But he does not take from those others what is theirs and give them nothing in return: he gives them his wares.

Kamaswami argues to Siddhartha that while a Shramana and merchant might both live off the property of others, a merchant gives something in return. Kamaswami earns his money as a businessman and bases his worldview in the material world of commerce and trade. Siddhartha’s world of ascetism, knowledge, and wisdom seems foreign to him.

But permit me to ask: if you have no possessions, what then can you give?

Kamaswami asks Siddhartha what he can give to the world since he has no possessions. Kamaswami’s question, while philosophical, serves a practical purpose. Siddhartha must identify what assets he can offer to him as an employee in terms of skills and character.

And what use is it? For example fasting—what is it good for?

Kamaswami asks Siddhartha to explain how he can offer fasting as a useful skill in commerce. The puzzled Kamaswami asks why knowing how to live without food helps others. He wonders what commodity fasting produces to trade or sell. Such questions reveal that Kamaswami thinks in terms of practicality. He has mastered the material world and feels comfortable there.

He always seems only to play at business, it never gets into his blood, it never rules him, he never fears failure, losses never bother him.

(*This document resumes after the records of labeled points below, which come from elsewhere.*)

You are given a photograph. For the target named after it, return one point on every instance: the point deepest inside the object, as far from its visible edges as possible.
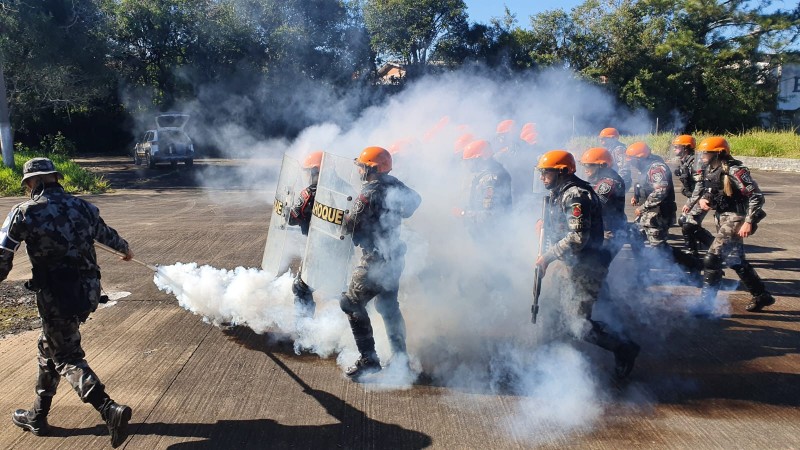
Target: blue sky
(483, 10)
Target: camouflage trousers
(654, 227)
(728, 245)
(378, 278)
(579, 287)
(61, 355)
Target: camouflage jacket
(655, 188)
(617, 151)
(59, 231)
(490, 193)
(610, 189)
(685, 172)
(377, 214)
(573, 223)
(746, 199)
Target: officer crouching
(59, 231)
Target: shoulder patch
(604, 187)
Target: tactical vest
(715, 188)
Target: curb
(770, 164)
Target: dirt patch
(17, 309)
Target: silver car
(167, 143)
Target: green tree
(410, 29)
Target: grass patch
(77, 180)
(775, 144)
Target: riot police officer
(691, 222)
(300, 214)
(727, 187)
(59, 231)
(574, 228)
(382, 204)
(610, 189)
(609, 139)
(489, 195)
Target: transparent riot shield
(277, 257)
(329, 249)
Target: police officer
(489, 192)
(59, 231)
(609, 139)
(727, 187)
(375, 223)
(300, 214)
(654, 196)
(574, 227)
(610, 189)
(691, 222)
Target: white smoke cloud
(465, 298)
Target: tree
(410, 29)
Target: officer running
(375, 223)
(59, 231)
(300, 214)
(727, 187)
(691, 222)
(610, 189)
(574, 228)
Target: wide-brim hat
(38, 166)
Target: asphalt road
(727, 383)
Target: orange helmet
(478, 149)
(597, 155)
(557, 159)
(638, 150)
(462, 142)
(685, 140)
(377, 158)
(609, 133)
(505, 126)
(313, 160)
(714, 144)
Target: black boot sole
(119, 428)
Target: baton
(112, 251)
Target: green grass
(76, 179)
(776, 144)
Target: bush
(76, 179)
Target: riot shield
(329, 249)
(277, 257)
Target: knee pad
(348, 306)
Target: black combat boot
(753, 284)
(365, 365)
(624, 358)
(116, 417)
(35, 419)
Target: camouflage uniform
(489, 198)
(610, 189)
(691, 222)
(617, 150)
(375, 224)
(300, 214)
(574, 232)
(658, 208)
(743, 203)
(59, 231)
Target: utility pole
(6, 143)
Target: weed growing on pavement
(774, 144)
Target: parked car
(167, 143)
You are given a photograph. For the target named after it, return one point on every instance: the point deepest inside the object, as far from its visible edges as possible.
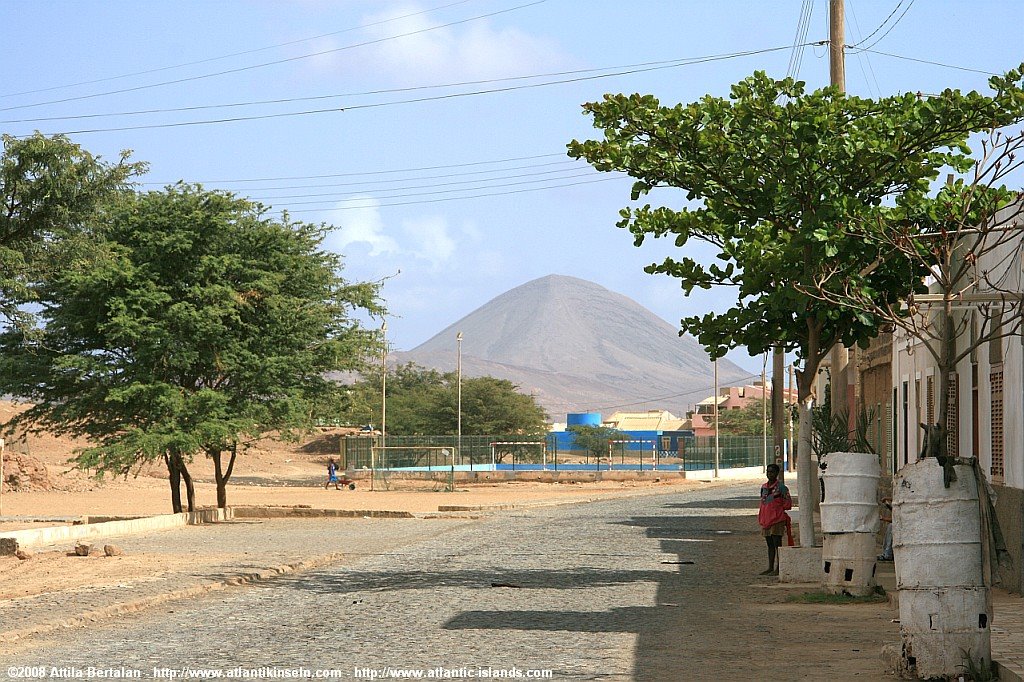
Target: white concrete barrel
(848, 563)
(936, 530)
(850, 493)
(938, 626)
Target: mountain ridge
(577, 346)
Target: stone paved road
(603, 591)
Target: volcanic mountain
(577, 346)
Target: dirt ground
(272, 473)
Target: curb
(185, 593)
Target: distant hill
(578, 347)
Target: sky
(431, 134)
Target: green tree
(776, 177)
(489, 406)
(424, 401)
(203, 326)
(50, 189)
(595, 439)
(749, 420)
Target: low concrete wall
(308, 512)
(736, 472)
(10, 542)
(566, 476)
(800, 564)
(1010, 512)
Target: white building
(986, 409)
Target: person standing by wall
(775, 501)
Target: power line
(889, 30)
(862, 58)
(233, 54)
(929, 61)
(438, 176)
(453, 199)
(681, 62)
(254, 102)
(274, 62)
(879, 28)
(799, 40)
(337, 198)
(413, 186)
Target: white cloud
(470, 51)
(355, 225)
(425, 238)
(430, 239)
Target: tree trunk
(807, 481)
(222, 475)
(175, 480)
(189, 486)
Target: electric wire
(862, 57)
(283, 100)
(441, 176)
(929, 61)
(273, 62)
(233, 54)
(888, 31)
(409, 195)
(455, 95)
(446, 199)
(380, 172)
(475, 181)
(800, 40)
(879, 28)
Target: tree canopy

Kamaswami makes this observation about Siddhartha’s curious detachment from his work as a businessman. Kamaswami becomes both puzzled and intrigued by Siddhartha’s example, which extends beyond the limits of Kamaswami’s mind to comprehend. Kamaswami can teach Siddhartha how to make money, but Siddhartha can’t teach Kamaswami how to think. Siddhartha explains that intelligence doesn’t enter into it. Kamaswami doesn’t have the inner refuge that allows people to feel at peace no matter what their circumstances.

“How nice all this is,” Kamaswami admitted reluctantly, “but I should like to say, the fact is you are nevertheless a tradesman! Or did you make the journey for your own pleasure alone?”

When Siddhartha goes on a failed business trip to buy rice, Kamaswami becomes greatly annoyed. Kamaswami can’t understand why Siddhartha stayed for several days to socialize with the townspeople who sold their rice to another buyer. Kamaswami’s and Siddhartha’s disparate world views often lead them to an impasse of understanding.